The traditional procedure performed for a collapsed disc condition is an open spine surgery. The surgery involves large incisions in the neck or back. It involves an incision that is about six to eight inches to reach the infected area of the spinal column. The following procedures can be done during the open spine surgery:

  • Laminectomy — this procedure involves the removal of the lamina of one or more vertebrae, to relieve pressure in the spinal canal and/or to gain access to the damaged disc.
  • Spinal fusion — this procedure involves the union of two or more vertebrae, in order to stabilize the spine and restrict spinal movement. This is done to reduce pain caused by movement. During which time, one or more discs are completely removed. After that, bone chips are placed in the space occupied by the removed disc. The vertebra is fixed in position using metal screws.
  • Open discectomy — this procedure involves removing the damaged disc tissue. After that, a spinal fusion or artificial disc replacement is performed.

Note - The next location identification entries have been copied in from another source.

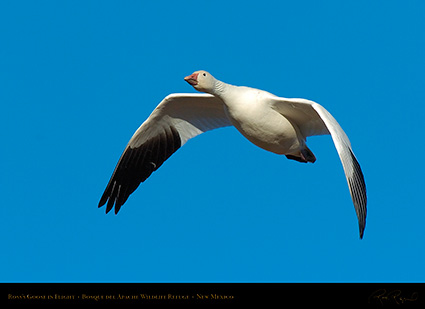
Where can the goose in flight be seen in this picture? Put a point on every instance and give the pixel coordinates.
(279, 125)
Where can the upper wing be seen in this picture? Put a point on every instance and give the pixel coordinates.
(314, 119)
(173, 122)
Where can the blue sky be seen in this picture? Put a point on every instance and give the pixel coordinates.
(77, 78)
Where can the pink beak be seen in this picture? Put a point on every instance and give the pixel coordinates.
(192, 79)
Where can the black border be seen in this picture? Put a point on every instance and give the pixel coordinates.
(278, 295)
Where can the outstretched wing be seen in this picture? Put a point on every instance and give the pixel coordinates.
(314, 119)
(178, 118)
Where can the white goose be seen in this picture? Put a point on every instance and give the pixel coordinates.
(276, 124)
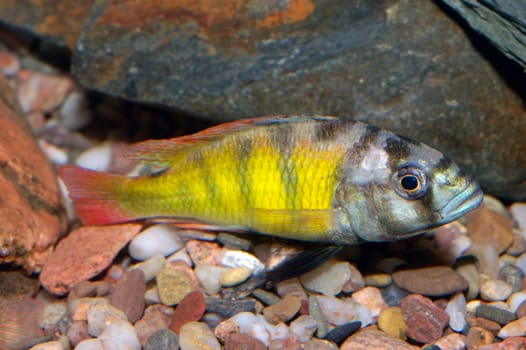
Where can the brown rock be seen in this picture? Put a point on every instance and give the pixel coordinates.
(283, 310)
(30, 207)
(372, 338)
(191, 308)
(128, 294)
(430, 281)
(238, 341)
(83, 254)
(425, 321)
(489, 227)
(477, 337)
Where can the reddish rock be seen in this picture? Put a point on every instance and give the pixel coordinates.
(128, 294)
(425, 320)
(238, 341)
(41, 92)
(31, 213)
(430, 281)
(83, 254)
(372, 338)
(489, 227)
(191, 308)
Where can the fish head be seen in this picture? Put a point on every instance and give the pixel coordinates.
(395, 188)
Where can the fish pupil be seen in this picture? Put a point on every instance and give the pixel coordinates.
(409, 182)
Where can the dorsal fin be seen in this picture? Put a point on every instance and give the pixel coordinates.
(168, 152)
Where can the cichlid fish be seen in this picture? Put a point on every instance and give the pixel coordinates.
(300, 177)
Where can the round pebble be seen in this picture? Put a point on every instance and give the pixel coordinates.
(234, 276)
(392, 322)
(155, 240)
(328, 278)
(495, 290)
(163, 339)
(197, 336)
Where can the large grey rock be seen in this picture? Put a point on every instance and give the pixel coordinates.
(503, 22)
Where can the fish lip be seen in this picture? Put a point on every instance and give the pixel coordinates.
(468, 199)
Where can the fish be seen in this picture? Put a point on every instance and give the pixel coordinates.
(299, 177)
(19, 323)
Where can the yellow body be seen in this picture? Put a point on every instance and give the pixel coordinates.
(260, 185)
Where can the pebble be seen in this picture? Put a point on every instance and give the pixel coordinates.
(470, 273)
(456, 310)
(174, 283)
(339, 333)
(513, 276)
(83, 254)
(150, 267)
(234, 276)
(239, 258)
(209, 277)
(96, 158)
(316, 312)
(477, 337)
(227, 308)
(371, 338)
(495, 290)
(197, 336)
(191, 308)
(155, 240)
(283, 310)
(356, 282)
(163, 339)
(430, 281)
(119, 335)
(303, 327)
(328, 278)
(128, 294)
(490, 227)
(319, 344)
(203, 252)
(495, 314)
(518, 211)
(238, 341)
(100, 315)
(339, 312)
(515, 328)
(392, 322)
(371, 297)
(452, 341)
(425, 320)
(379, 280)
(156, 317)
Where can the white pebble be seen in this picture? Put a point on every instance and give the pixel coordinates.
(328, 278)
(96, 158)
(339, 312)
(193, 331)
(120, 335)
(155, 240)
(518, 211)
(89, 344)
(304, 327)
(495, 290)
(239, 258)
(456, 310)
(74, 112)
(209, 275)
(151, 267)
(515, 300)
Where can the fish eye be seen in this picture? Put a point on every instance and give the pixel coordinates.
(410, 182)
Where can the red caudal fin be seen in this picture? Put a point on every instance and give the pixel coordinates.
(94, 195)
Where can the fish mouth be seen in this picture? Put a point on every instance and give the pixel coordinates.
(468, 199)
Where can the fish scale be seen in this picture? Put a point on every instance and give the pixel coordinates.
(303, 177)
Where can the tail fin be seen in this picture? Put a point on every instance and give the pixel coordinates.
(95, 195)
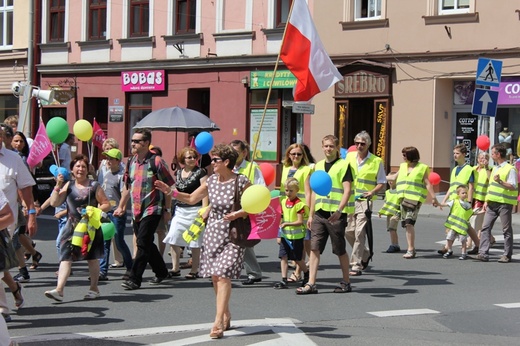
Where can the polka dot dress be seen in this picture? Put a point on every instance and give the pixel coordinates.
(219, 257)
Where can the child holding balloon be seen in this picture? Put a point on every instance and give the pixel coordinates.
(292, 231)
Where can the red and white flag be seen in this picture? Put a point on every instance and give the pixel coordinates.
(99, 135)
(40, 148)
(304, 54)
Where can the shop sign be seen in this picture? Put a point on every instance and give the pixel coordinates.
(262, 79)
(116, 114)
(363, 84)
(151, 80)
(508, 92)
(380, 135)
(267, 140)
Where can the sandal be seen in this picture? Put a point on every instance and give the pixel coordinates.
(409, 254)
(281, 285)
(36, 260)
(344, 287)
(192, 276)
(294, 278)
(307, 289)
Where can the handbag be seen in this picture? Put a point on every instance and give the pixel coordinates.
(8, 257)
(409, 203)
(239, 229)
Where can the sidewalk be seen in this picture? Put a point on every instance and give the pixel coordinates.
(428, 210)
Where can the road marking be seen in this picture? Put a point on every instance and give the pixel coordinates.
(284, 328)
(509, 305)
(409, 312)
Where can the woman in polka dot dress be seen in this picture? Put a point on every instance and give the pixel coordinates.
(220, 259)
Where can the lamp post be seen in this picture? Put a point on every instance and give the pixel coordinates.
(26, 92)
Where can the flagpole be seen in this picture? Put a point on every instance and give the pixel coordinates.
(255, 144)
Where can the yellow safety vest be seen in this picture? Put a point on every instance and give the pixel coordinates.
(461, 179)
(498, 193)
(392, 204)
(481, 185)
(331, 202)
(411, 186)
(301, 175)
(366, 177)
(291, 215)
(458, 220)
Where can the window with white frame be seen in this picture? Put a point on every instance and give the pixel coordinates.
(367, 9)
(454, 6)
(6, 23)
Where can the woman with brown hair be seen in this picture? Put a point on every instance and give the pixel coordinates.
(78, 193)
(412, 186)
(220, 259)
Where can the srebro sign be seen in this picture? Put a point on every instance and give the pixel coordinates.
(151, 80)
(362, 84)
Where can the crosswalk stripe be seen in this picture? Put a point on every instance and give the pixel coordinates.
(406, 312)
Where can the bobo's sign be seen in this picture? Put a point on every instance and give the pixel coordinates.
(151, 80)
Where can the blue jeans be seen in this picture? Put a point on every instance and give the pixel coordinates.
(120, 224)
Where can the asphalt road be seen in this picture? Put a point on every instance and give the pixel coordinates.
(428, 300)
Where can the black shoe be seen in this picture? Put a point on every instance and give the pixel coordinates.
(251, 281)
(157, 280)
(130, 285)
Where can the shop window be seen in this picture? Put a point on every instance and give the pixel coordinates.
(8, 106)
(282, 8)
(57, 20)
(367, 9)
(139, 106)
(139, 18)
(97, 20)
(6, 24)
(185, 16)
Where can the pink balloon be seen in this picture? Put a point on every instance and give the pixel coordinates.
(483, 142)
(268, 172)
(434, 178)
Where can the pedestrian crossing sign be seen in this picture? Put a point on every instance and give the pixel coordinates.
(489, 72)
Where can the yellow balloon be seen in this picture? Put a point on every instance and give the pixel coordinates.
(83, 130)
(255, 199)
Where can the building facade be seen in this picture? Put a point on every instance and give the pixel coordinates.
(409, 72)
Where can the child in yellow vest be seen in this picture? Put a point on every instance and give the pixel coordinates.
(392, 210)
(292, 231)
(457, 223)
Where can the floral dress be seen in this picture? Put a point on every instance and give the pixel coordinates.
(219, 256)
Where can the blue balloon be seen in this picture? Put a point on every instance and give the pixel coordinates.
(204, 142)
(343, 153)
(321, 183)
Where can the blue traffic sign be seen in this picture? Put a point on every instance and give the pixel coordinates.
(485, 102)
(489, 72)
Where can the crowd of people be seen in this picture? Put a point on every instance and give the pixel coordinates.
(204, 188)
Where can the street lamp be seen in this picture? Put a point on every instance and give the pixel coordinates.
(26, 92)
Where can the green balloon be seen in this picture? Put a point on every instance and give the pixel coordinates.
(109, 229)
(57, 130)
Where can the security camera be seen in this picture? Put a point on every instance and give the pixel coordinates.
(16, 88)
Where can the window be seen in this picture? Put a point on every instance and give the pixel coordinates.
(185, 19)
(139, 18)
(454, 6)
(97, 19)
(57, 20)
(282, 12)
(368, 9)
(6, 23)
(139, 106)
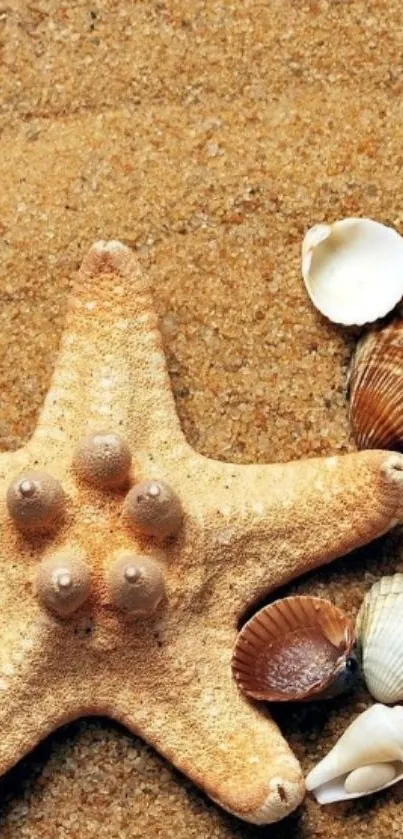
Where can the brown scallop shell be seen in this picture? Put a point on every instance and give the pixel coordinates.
(296, 649)
(376, 389)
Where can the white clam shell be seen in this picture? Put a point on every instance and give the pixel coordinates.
(374, 738)
(353, 269)
(379, 630)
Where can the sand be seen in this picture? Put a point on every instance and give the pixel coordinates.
(209, 136)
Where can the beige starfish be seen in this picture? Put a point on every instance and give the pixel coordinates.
(72, 641)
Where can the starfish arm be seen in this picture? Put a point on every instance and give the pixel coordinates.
(277, 522)
(111, 373)
(35, 694)
(200, 722)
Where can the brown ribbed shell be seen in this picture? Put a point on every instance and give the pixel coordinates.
(295, 649)
(376, 389)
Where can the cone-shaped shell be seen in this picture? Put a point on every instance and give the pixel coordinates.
(353, 269)
(379, 631)
(295, 649)
(376, 389)
(374, 738)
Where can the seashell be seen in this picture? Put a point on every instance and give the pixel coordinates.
(295, 649)
(368, 757)
(379, 630)
(376, 389)
(353, 269)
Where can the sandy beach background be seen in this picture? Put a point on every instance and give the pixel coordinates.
(208, 135)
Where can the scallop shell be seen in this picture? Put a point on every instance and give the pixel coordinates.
(295, 649)
(376, 389)
(353, 269)
(367, 757)
(379, 631)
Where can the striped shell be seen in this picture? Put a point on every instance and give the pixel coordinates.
(379, 631)
(295, 649)
(376, 389)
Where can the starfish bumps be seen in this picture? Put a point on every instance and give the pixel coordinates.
(127, 558)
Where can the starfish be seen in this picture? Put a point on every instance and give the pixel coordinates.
(128, 559)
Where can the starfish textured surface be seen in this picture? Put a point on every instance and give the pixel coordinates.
(243, 531)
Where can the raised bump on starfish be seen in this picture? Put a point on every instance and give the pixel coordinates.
(246, 530)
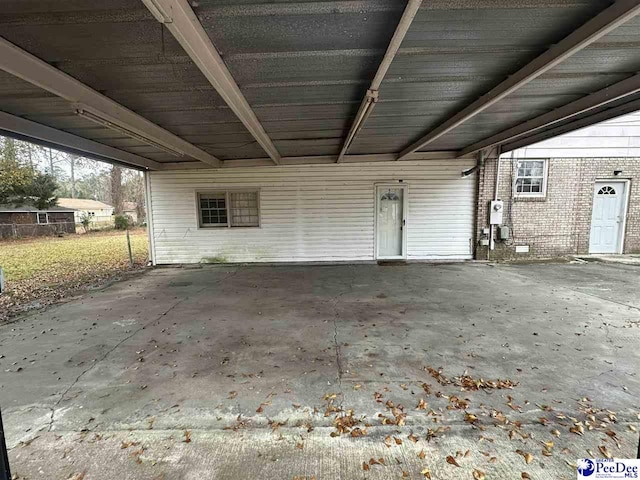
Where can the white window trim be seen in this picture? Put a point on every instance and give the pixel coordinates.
(38, 218)
(545, 174)
(227, 203)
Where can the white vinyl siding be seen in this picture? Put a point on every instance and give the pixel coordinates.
(314, 212)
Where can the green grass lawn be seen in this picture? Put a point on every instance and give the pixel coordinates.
(46, 268)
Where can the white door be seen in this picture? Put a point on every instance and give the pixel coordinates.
(607, 219)
(390, 235)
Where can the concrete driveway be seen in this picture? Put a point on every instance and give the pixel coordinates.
(452, 371)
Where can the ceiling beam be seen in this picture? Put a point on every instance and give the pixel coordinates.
(183, 24)
(598, 99)
(12, 124)
(603, 23)
(89, 102)
(576, 124)
(371, 97)
(318, 160)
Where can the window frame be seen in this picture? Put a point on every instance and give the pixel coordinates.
(545, 174)
(46, 216)
(227, 198)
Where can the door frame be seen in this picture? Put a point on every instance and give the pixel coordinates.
(376, 201)
(625, 207)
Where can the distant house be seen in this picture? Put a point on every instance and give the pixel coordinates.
(577, 193)
(27, 221)
(130, 209)
(98, 212)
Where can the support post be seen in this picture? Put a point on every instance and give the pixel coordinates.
(5, 473)
(129, 248)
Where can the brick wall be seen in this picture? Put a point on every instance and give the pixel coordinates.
(558, 224)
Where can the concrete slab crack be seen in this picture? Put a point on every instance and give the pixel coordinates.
(115, 347)
(336, 315)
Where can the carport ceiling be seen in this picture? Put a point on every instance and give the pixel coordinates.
(164, 84)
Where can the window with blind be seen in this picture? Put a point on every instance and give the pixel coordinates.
(229, 209)
(531, 178)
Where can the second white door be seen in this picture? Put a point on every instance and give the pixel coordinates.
(607, 219)
(390, 222)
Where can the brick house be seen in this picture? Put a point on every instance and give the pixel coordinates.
(574, 194)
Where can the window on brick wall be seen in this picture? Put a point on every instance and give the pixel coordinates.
(531, 178)
(229, 209)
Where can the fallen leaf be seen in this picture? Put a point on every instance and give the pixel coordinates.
(578, 429)
(478, 475)
(452, 461)
(528, 458)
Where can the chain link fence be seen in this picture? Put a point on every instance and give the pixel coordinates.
(20, 230)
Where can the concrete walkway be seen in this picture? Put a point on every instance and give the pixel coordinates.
(307, 372)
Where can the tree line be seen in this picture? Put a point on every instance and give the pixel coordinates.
(35, 175)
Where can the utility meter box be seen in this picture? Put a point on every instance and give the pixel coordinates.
(496, 208)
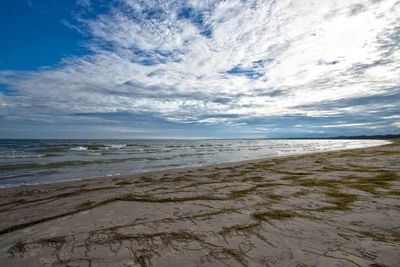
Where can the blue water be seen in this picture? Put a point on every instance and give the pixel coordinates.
(47, 161)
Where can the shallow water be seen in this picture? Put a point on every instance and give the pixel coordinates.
(47, 161)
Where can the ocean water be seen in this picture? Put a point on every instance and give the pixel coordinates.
(25, 162)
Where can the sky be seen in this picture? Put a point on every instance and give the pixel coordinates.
(199, 69)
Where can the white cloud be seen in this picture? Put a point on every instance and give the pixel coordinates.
(313, 52)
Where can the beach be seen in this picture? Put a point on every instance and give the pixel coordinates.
(337, 208)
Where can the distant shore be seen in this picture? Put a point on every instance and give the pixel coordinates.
(328, 208)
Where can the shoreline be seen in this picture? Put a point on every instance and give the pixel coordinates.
(195, 166)
(322, 208)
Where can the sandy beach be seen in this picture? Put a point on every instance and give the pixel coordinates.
(324, 209)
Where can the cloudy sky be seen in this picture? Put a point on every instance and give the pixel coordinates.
(196, 69)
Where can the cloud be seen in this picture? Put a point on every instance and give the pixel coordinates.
(190, 62)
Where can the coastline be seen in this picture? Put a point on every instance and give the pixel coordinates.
(163, 169)
(324, 208)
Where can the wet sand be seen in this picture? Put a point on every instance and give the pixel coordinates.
(324, 209)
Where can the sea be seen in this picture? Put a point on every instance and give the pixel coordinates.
(25, 162)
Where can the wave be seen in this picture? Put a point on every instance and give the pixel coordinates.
(79, 148)
(116, 146)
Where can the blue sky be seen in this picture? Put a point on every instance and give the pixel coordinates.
(199, 69)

The recovery process can take several months. This operation however has a high risk for infection, excessive bleeding, affected muscles from incision and failed back surgery syndrome (FBSS). FBSS is the continuing occurrence or worsening of symptoms after the surgery and may even require further surgery.

The pros for this kind of surgery that more surgeons are accustomed to performing it since it is the traditional treatment. The surgeon also has a clear visual of the spine and allows multiple operations on the spine. Therefore this procedure is recommended for those with multiple spine problems.

  • Minimally-invasive surgery

This is an outpatient procedure. Unlike the open spine surgery it only makes a small incision in the neck or back usually about an inch only. Multiple tubes are inserted carefully so not to affect the muscles and tissues. These tubes serve as funnel through which surgical tools and a camera are inserted.

During the procedure specifically discectomy, the collapsed disc is removed partially to remove pressure from the compressed nerve all the while maintaining the structure and stability of the spine. However, a disc severely damaged, will require a stabilization procedure to go with the discectomy procedure. In this procedure, the damaged disc is fully removed and replaced with an artificial disc or bone grafts. Proper height is restored, thus improving the stability of the spine while relieving compression from the nerve root.